Akhirnya, kerisauan akan pendidikan Al-Qur’an perlahan bisa saya temukan jalan keluarnya, dengan berinteraksi dengan para pemerhati pendidikan Al-Qur’an. Saya banyak mendapatkan pengalaman dan sekaligus masukan dari beberapa lembaga yang sudah sukses menjalankan program pendidikan Al-Qur’an.
Melalui forum-forum bersama yang membahas tentang pendidikan, saya mulai menemukan benang merah penyelesaian masalah pendidikan al-Qur’an. yaitu dengan menjawab pertanyaan, “apa visi dan misi yang saya emban dalam lembaga pendidikan tempat saya bekerja?, apakah saya sudah menyelaraskan dengan visi hidup saya di dunia ini? saya pun mendapatkan jawabannya setelah mengikuti salah satu program pendidikan berbasis fitrah, dimana saya mendapatkan nasihat bahwa misi kita adalah untuk menyebarkan kebaikan dengan profesi yang kita emban.
Saya pun mencoba dan berusaha mengintegrasikan nilai-nilai Al-Qur’an dengan rutinitas saya sebagai ketua lembaga pendidikan, sehingga saya memutuskan untuk kembali merintis pendidikan Al-Qur’an dengan mindset bahwa pengajaran harus lebih terintegrasi , berkelanjutan dan selaras dengan visi dan misi hidup saya.
Saya dan guru-guru saya mulai belajar untuk membuat suatu manajemen mutu di pendidikan Al-Qur’an dengan merumuskan hasil belajar, internalisasi konsep dan sharing saya dengan lembaga pendidikan Al-Qur’an yang sudah memiliki kurikulum Al-Qur’an yang terencana dan terstandarisasi.

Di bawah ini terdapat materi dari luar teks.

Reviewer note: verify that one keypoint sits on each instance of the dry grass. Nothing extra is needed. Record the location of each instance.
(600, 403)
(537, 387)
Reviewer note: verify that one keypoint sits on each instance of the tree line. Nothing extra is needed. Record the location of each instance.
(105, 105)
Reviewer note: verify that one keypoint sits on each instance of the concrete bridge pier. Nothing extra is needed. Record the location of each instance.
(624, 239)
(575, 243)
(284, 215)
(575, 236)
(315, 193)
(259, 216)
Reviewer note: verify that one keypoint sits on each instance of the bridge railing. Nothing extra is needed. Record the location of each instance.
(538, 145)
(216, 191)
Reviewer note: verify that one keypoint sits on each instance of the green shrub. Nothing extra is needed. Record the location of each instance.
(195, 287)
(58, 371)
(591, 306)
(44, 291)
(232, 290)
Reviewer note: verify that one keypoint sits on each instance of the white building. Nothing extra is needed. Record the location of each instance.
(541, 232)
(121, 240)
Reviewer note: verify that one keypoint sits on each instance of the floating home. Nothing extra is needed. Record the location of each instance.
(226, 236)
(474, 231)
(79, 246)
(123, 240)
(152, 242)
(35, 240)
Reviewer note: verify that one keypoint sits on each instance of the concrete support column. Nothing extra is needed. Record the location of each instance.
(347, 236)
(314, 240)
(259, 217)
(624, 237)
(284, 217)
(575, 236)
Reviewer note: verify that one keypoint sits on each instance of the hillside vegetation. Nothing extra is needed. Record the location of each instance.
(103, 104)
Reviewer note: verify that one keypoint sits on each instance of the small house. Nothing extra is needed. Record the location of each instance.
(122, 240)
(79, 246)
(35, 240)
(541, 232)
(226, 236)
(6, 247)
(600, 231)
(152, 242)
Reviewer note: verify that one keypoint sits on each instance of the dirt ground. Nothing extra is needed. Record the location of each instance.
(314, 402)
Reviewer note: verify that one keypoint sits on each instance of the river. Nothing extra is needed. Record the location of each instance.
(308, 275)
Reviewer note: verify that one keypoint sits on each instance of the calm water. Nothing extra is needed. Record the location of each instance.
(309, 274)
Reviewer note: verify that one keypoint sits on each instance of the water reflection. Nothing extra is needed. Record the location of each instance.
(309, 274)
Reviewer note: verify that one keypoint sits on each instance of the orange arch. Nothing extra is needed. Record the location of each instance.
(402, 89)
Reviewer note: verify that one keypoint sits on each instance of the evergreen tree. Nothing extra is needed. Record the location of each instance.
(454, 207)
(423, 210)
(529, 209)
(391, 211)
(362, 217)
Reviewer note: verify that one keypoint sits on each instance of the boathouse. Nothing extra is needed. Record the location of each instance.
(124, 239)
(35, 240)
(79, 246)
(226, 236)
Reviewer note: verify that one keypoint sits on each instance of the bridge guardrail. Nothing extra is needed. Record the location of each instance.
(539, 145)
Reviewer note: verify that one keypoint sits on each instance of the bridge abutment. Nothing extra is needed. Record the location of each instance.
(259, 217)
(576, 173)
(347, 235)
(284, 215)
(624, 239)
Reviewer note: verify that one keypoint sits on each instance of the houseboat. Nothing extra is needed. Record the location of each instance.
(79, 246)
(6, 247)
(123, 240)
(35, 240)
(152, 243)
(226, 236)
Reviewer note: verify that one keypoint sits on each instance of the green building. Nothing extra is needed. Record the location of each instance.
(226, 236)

Dari kurikulum yang berhasil saya rancang, sayapun mendapati solusi dari pembelajaran al-Qur;an yaitu dengan cara tadabbur, mengenal jiwa anak, belajar dari shiroh nabi dan para sahabat. Dengan itu, dilembaga kami mampu menerapkan pendidikan Al-Qur’an yang lebih terintegrasi pada adab anak serta modalitas belajar anak yang diberikan oleh Allah subhanahu wata’aa.
Begitupun pada hal teknis di saat PPDB, Sejak awal saya memberitahukan kepada para wali santri agar memberikan motivasi bagi anak, bersiap untuk mendampingi kembali anak dan berusaha memahamkan kepada orang tua betapa pentingnya orang tua memberikan teladan untuk anaknya. Konsep ini kami tanamkan secara perlahan melalui program sekolah parenting di lembaga kami.

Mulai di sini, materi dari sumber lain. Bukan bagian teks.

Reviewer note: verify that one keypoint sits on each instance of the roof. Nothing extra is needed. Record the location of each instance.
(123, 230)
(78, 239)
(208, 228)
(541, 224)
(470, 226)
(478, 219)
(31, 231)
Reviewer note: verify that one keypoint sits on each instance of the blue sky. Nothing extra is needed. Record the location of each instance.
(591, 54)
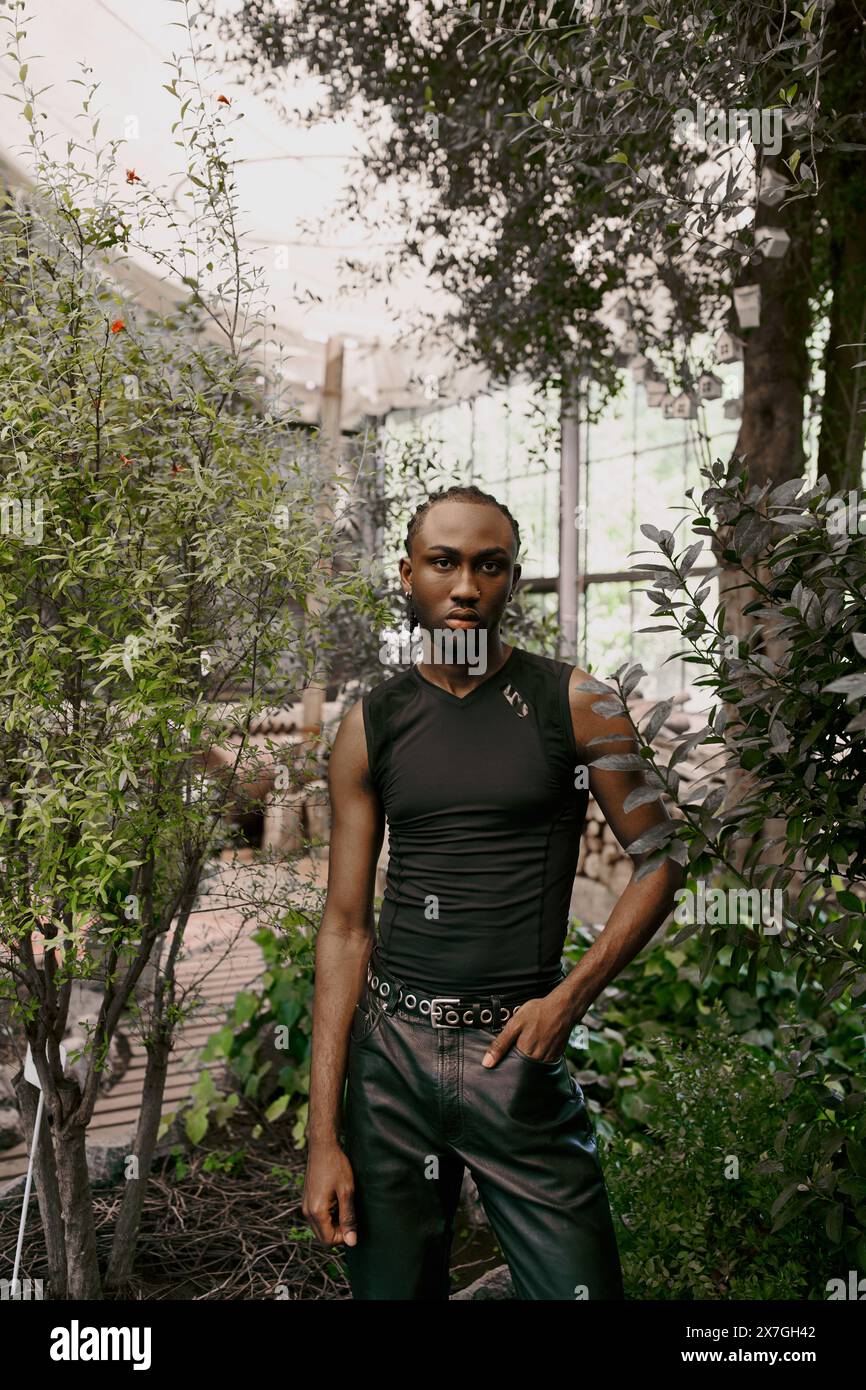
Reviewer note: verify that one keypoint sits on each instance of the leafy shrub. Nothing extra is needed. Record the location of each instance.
(685, 1225)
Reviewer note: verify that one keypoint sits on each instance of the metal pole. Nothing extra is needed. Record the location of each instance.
(27, 1190)
(570, 523)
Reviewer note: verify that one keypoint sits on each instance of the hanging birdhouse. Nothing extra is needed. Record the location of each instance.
(747, 302)
(772, 188)
(729, 348)
(684, 406)
(709, 387)
(772, 241)
(656, 391)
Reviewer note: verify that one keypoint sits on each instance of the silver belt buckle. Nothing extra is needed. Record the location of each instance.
(442, 1000)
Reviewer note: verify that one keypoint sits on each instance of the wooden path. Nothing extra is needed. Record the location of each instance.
(220, 958)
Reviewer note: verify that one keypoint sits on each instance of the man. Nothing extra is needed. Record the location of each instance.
(453, 1026)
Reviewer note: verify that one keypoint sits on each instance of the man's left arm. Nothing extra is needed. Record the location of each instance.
(644, 904)
(544, 1025)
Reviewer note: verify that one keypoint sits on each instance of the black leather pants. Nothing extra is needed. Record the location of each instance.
(419, 1108)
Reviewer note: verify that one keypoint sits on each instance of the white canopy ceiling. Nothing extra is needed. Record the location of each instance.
(287, 175)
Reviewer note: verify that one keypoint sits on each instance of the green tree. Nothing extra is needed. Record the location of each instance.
(161, 549)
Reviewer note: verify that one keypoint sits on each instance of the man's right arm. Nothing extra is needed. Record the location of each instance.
(344, 944)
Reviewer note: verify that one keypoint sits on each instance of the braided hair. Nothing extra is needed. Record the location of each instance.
(467, 492)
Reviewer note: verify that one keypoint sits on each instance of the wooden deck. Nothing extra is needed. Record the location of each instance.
(220, 958)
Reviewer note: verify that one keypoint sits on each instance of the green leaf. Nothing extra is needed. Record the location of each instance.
(277, 1108)
(196, 1125)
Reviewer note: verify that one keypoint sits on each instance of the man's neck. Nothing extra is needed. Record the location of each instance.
(459, 679)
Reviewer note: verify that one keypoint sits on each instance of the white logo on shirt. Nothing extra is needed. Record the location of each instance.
(516, 701)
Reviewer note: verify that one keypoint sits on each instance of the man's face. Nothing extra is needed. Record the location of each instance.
(462, 562)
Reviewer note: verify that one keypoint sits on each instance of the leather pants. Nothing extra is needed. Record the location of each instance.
(419, 1108)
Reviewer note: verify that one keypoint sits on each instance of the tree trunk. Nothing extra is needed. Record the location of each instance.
(129, 1216)
(47, 1190)
(770, 438)
(77, 1207)
(844, 406)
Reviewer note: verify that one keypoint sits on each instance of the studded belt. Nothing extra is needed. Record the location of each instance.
(444, 1011)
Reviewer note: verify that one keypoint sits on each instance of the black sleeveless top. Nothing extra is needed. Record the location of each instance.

Alhamdulillah, dari situ saya dan rekan guru secara perlahan memberikan pemahaman yang benar terhadap orang tua santri hingga akhirnya mampu bersama-sama mendampingi anak-anaknya dalam pembelajaran al-Qur’an. Begitupun juga dari internal lembaga saya, sebagian besar guru telah mengikuti program standarisasi guru Al-Qur’an di salah satu lembaga pendidikan Al-Qur’an bernama wafa.
Melalui pelatihan yang kami ikuti kami diajarkan bahwa pentingnya untuk senantiasa terus menambah kapasitas dan kualitas diri dimulai dari menanamkan kesabaran dan niat awal yang harus kuat, Program pengembangan kompetensi guru yang berkelanjutan, serta senantiasa mengevaluasi capaian lembaga.
Akhirnya, pendidikan Al-Qur’an dari masa ke masa akan terus dibutuhkan, terutama dalam membentengi umat dan menjaga akidah umat dari bahaya arus globalisasi dan digitalisasi saat ini, Pendidikan Al-Qur’an harus memiliki manajemen mutu yang baik dan survive, juga metode dan pendekatan pembelajaran Al-Qur’an harus senantiasa didekatkan dengan jiwa anak melalui pembelajaran yang berbasis keteladanan serta berinteraksi dengan anak dengan kasih sayang. Menanamkan nilai-nilai al-Qur’an dalam lembaga, serta senantiasa selalu menjalin komunikasi baik terhadap orang tua anak untuk bersama-sama mendidik anak demi masa depan ummat yang gemilang.